I know more about climate change than Tony Blair; if I had a dog and had taken it on my last trip to see Jim Lovelock it would know more about climate change than Tony Blair.
He's right, but misses the point. What Blair's selling is not expertise but contacts - not human capital but network capital.
And there's tons of evidence that network capital matters. Knowing other researchers allows scientists to collaborate on generating ideas. Social capital is often crucial in helping scientists turn inventions into companies. Non-executive directors are often useful not so much for their expertise as their contacts with suppliers or customers. And it's a knowledge of other people that helps entrepreneurs make money; any good salesman will tell you that it's at least as important to know your customer as your product.
It's for reasons like this that the internet and mobile phones can boost economic growth, particularly in Africa, and this may be why the privately educated earn more than the state educated, even controlling for qualifications.

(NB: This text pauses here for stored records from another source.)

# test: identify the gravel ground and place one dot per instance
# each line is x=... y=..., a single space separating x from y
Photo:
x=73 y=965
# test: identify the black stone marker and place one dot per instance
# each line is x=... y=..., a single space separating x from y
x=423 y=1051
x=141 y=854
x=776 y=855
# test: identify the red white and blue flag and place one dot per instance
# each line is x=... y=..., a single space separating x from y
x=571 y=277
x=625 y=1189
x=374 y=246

Indeed, it could be that network capital is actually more important in raising incomes than human capital. I mean four things:
1. What looks like a return to experience is in fact a return to knowing more people. If you've done a job for a few years, you'll have met likely employers and your reputation will have grown. Beyond a certain point, it may be these that raise your earnings more than the technical skills you've acquired from an extra year of work. This, surely, accounts for Blair's high earnings now.
2. Returns to human capital might be over-estimated, if a university education serves to signal ability rather than merely develop it.
3. This lovely paper (pdf) by Marcel Fafchamps estimates that, among agricultural traders, network capital gives a higher return than human capital.
4. Macroeconomic evidence for a strong link between human capital and subsequent growth is surprisingly weak; see, for example, the critiques here (pdf) here (pdf) and here (pdf).
Which brings us to a nice irony. Blair famously said the key to economic success, for individuals and economies, was "education, education, education." But his subsequent career demonstrates that what might be more important are "contacts, contacts, contacts."